The New York Times- run Learning Network highlighted
CEO compensation this week in a “lesson plan” for teachers of high school and college students. Within a broader context of
discussing inequality within the US, the article poses questions to students on a series of broad topics:
- Is CEO compensation too high on an absolute basis and relative to their employees?
- How should a company set pay? Is it fair for companies to pay employees different amounts? How big should those differences be, and upon what criteria should they be based?
- Is it justified for some executives to have made more money during the pandemic?
- Is income equality a problem? If so, do you think efforts to close the gap should focus on limiting the income of the highest-paid workers, increasing the income of the lowest-paid, or both?
Perhaps unsurprisingly given the publication, the lesson contains some bias and presents an assumption that CEO pay is excessive. Further, it would have been useful to provide an introduction on the role investors play in executive compensation, as well as discussion of the difference between cash and equity compensation.

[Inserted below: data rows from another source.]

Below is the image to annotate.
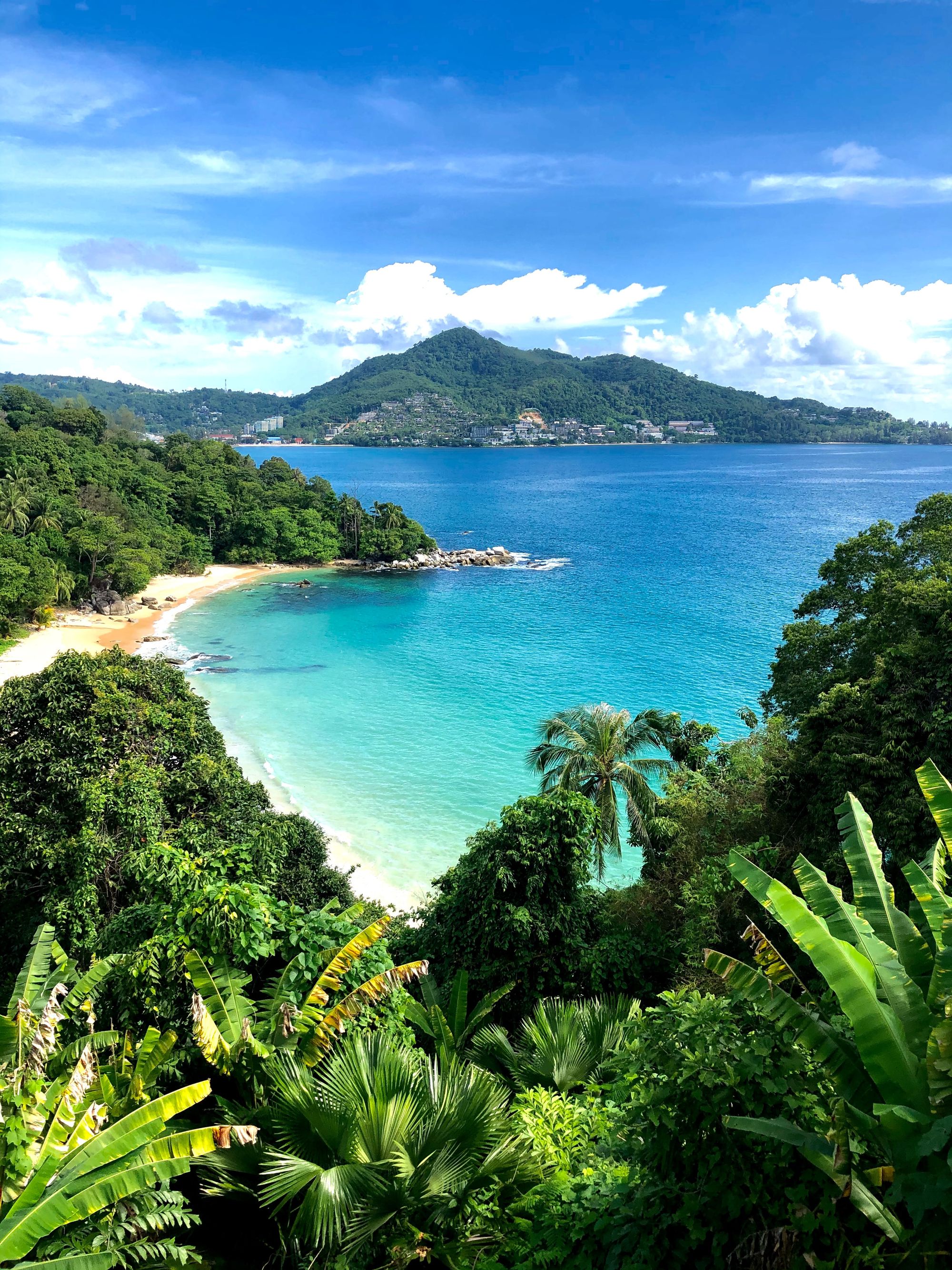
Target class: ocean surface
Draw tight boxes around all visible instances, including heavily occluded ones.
[173,446,952,898]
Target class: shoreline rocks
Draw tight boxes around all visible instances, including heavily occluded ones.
[367,547,516,573]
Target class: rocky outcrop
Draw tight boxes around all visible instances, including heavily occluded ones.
[367,547,516,573]
[89,587,139,617]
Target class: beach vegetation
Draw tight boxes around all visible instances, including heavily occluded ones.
[528,702,670,878]
[764,494,952,880]
[0,383,436,620]
[0,498,952,1270]
[707,761,952,1251]
[254,1032,539,1266]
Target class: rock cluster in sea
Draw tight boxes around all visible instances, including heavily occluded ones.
[368,547,516,573]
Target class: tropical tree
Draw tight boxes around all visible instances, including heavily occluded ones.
[49,564,76,603]
[29,498,61,533]
[528,701,670,878]
[0,478,29,535]
[707,761,952,1246]
[260,1032,538,1268]
[404,970,516,1063]
[471,997,641,1093]
[185,917,426,1073]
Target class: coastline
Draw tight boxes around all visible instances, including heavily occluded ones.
[0,564,272,683]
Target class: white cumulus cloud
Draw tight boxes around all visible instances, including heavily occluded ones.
[623,274,952,418]
[321,260,664,347]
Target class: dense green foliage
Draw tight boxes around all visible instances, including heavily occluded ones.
[0,485,952,1270]
[398,791,604,1019]
[0,386,434,634]
[499,990,873,1270]
[0,649,352,987]
[707,761,952,1256]
[7,326,952,443]
[765,494,952,868]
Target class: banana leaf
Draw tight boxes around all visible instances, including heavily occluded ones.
[902,860,952,945]
[729,851,928,1109]
[307,917,391,1005]
[61,954,118,1013]
[704,949,877,1108]
[13,1249,119,1270]
[13,1249,119,1270]
[185,949,255,1050]
[6,922,56,1015]
[793,856,934,1058]
[915,758,952,849]
[836,794,933,993]
[724,1115,908,1243]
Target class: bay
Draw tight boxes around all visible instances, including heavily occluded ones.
[173,446,952,900]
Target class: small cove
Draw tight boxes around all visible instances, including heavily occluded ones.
[173,446,952,894]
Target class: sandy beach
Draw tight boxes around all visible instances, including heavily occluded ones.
[0,564,270,683]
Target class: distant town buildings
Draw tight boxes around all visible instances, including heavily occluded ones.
[241,414,284,437]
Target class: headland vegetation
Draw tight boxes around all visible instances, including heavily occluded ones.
[0,363,952,1270]
[0,326,952,446]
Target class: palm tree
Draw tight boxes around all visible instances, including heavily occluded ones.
[528,701,670,878]
[50,564,76,604]
[260,1031,538,1266]
[0,478,29,535]
[29,498,61,533]
[471,997,641,1093]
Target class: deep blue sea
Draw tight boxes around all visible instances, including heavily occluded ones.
[173,446,952,894]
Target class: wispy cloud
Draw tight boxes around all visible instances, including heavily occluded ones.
[748,171,952,204]
[60,238,198,273]
[623,274,952,418]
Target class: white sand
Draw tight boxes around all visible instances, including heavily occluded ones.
[0,564,268,683]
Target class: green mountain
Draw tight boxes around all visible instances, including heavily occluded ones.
[0,326,952,444]
[284,326,924,442]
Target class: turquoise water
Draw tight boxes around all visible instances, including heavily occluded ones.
[173,446,952,893]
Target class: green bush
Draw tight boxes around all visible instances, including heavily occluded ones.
[499,990,878,1270]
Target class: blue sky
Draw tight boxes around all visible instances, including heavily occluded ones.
[0,0,952,418]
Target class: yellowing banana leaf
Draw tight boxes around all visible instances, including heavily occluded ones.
[925,1016,952,1114]
[132,1028,179,1089]
[61,955,118,1013]
[724,1116,908,1243]
[301,961,428,1067]
[915,758,952,849]
[307,917,390,1005]
[902,860,952,945]
[72,1158,190,1218]
[185,950,254,1049]
[836,794,932,993]
[60,1081,211,1181]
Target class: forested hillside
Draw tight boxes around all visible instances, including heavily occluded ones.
[286,326,924,442]
[0,385,434,626]
[0,371,287,433]
[0,326,952,444]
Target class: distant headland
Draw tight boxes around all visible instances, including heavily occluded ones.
[0,326,952,447]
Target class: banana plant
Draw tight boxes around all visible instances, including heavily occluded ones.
[185,917,426,1073]
[0,1071,257,1270]
[404,970,516,1063]
[706,761,952,1246]
[0,922,119,1070]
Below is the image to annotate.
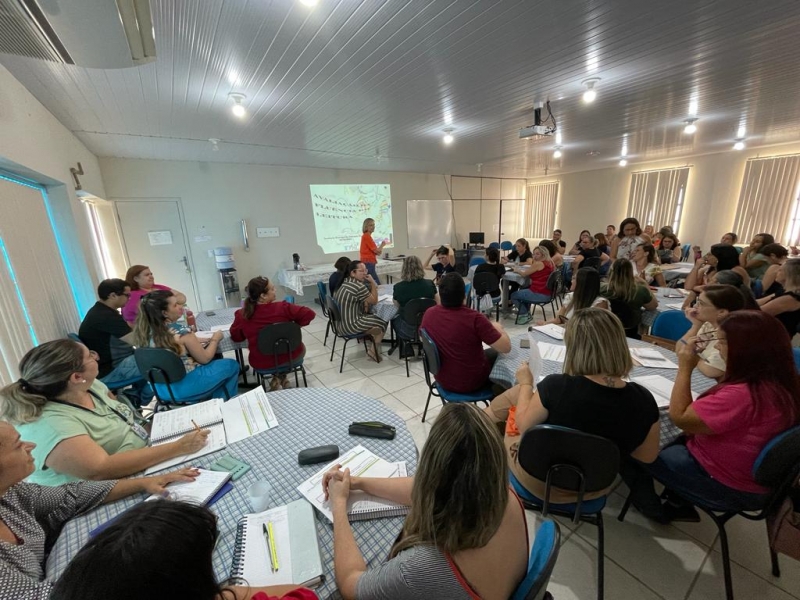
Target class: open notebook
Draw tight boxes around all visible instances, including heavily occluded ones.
[231,500,323,587]
[297,445,408,522]
[145,387,278,475]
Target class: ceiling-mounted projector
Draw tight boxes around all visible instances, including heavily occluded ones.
[519,102,556,139]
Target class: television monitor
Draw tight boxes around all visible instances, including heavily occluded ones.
[469,231,483,244]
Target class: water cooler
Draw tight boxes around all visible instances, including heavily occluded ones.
[214,246,242,308]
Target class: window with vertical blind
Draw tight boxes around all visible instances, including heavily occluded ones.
[0,176,80,383]
[525,181,558,239]
[627,167,689,235]
[733,154,800,246]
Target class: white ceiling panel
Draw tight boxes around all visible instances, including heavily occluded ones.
[0,0,800,177]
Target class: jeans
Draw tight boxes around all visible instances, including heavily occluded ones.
[156,358,239,402]
[364,263,381,285]
[620,438,766,516]
[100,354,153,405]
[511,288,552,315]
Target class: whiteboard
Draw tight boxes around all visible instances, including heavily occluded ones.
[406,200,453,248]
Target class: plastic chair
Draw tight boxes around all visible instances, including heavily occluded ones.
[133,348,230,412]
[511,425,619,600]
[617,426,800,600]
[325,296,378,373]
[650,310,692,342]
[419,329,494,423]
[472,273,501,321]
[469,256,486,267]
[317,281,331,346]
[253,322,308,391]
[400,298,436,377]
[511,519,561,600]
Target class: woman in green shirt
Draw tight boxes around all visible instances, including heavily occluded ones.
[0,340,208,486]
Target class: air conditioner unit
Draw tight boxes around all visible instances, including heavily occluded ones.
[0,0,156,69]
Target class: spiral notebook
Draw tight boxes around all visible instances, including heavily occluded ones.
[297,445,409,523]
[231,500,323,587]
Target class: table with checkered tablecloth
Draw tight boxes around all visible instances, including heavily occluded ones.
[489,330,716,448]
[46,388,417,599]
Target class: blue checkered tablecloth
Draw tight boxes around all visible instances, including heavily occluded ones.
[195,308,242,352]
[46,388,417,599]
[489,331,716,448]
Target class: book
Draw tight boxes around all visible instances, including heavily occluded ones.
[231,500,323,587]
[297,445,409,523]
[145,469,231,506]
[144,387,278,475]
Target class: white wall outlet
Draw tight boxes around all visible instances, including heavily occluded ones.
[256,227,281,237]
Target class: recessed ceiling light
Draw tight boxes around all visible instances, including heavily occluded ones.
[228,92,247,119]
[581,77,600,104]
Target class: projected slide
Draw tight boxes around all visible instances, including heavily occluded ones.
[309,184,394,254]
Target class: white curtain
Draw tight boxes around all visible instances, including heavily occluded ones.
[733,154,800,245]
[0,177,80,383]
[627,167,689,235]
[525,181,558,239]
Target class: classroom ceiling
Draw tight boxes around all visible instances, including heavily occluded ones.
[0,0,800,177]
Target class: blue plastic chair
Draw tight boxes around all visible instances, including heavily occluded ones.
[419,329,494,423]
[511,519,561,600]
[650,310,692,341]
[469,256,486,267]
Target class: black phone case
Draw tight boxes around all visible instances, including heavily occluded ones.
[297,444,339,465]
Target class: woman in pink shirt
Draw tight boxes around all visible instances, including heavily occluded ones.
[626,310,800,522]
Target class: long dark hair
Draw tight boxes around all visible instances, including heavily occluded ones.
[50,500,228,600]
[242,276,269,319]
[700,310,800,423]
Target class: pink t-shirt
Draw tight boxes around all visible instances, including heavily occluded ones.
[122,283,171,323]
[686,383,794,494]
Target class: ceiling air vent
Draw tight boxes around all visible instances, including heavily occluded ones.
[0,0,156,69]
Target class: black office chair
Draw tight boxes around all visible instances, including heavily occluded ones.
[511,425,619,600]
[398,298,436,377]
[325,294,378,373]
[133,348,230,412]
[617,426,800,600]
[253,322,308,391]
[472,273,500,321]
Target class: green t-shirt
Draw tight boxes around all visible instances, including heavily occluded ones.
[17,379,147,486]
[392,279,436,308]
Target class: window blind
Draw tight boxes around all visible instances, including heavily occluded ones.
[525,181,558,239]
[627,167,689,235]
[733,154,800,245]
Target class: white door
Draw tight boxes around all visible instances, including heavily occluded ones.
[114,200,200,309]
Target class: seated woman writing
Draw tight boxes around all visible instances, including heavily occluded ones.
[0,421,197,600]
[0,340,208,486]
[133,291,239,402]
[484,310,660,504]
[50,500,317,600]
[625,310,800,522]
[231,277,317,391]
[536,269,608,325]
[334,260,387,362]
[322,403,528,600]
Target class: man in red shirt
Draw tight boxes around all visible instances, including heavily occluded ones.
[422,273,511,393]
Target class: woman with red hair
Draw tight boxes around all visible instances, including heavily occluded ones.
[623,310,800,522]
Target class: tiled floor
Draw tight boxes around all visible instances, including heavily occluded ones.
[230,305,800,600]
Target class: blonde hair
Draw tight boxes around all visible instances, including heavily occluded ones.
[389,403,508,558]
[0,339,84,425]
[564,308,633,377]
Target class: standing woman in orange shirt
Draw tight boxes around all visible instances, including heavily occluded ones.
[359,219,386,285]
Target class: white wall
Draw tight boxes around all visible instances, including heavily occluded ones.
[100,158,449,310]
[0,65,105,309]
[529,144,800,248]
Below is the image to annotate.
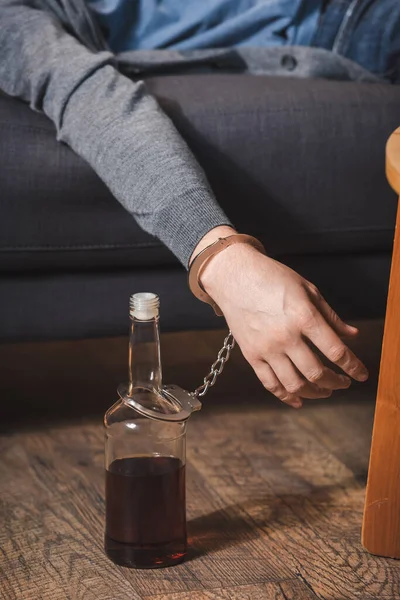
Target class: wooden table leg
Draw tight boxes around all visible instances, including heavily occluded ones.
[362,197,400,558]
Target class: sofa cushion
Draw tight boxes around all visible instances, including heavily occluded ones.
[0,75,400,271]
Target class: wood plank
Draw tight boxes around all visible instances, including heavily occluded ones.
[143,579,317,600]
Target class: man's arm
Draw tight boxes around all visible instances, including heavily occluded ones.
[0,0,229,266]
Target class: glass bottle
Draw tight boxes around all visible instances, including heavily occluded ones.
[104,293,201,568]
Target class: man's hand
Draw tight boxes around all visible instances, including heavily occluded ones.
[194,227,368,408]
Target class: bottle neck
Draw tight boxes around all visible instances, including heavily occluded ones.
[129,317,162,394]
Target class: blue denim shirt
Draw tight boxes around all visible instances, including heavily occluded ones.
[89,0,323,52]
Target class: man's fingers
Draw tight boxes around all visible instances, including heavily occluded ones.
[303,315,368,381]
[268,356,332,399]
[288,342,351,390]
[313,290,358,337]
[253,361,303,408]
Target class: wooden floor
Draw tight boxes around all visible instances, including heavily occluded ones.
[0,323,400,600]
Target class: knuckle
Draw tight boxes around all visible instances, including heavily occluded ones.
[328,346,347,363]
[279,394,292,402]
[346,363,361,375]
[297,306,317,330]
[263,382,282,396]
[307,368,324,383]
[308,283,321,297]
[286,381,304,396]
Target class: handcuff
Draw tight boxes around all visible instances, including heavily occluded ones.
[188,233,265,317]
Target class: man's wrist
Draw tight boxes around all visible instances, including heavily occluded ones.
[189,225,237,266]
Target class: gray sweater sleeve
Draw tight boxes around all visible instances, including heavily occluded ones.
[0,0,229,266]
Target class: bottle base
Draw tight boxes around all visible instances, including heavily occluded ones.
[104,535,186,569]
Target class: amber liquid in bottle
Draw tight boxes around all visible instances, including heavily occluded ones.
[105,293,186,569]
[105,456,186,568]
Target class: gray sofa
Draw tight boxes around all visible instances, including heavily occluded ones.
[0,74,400,341]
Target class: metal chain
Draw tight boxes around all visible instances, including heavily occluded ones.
[193,330,235,398]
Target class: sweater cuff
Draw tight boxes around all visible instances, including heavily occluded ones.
[152,188,233,269]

Interestingly, the comments from students on the question include an impressive grasp of the subject’s nuance. Most responses indicate that students feel CEO pay is excessive compared to employees, but not all, and only a minority of responses indicated the government should work to cut CEO pay. Rather, it was common for the comments to advocate for workers having more earning opportunities.
Though companies may see little benefit in discussing CEO pay outside of shareholder engagement, it is worth providing perspective on such topics: engaging with students on how employees are hired and compensated, how that changes as a career progresses, and what factors or trends influence executive compensation in the US versus other global markets.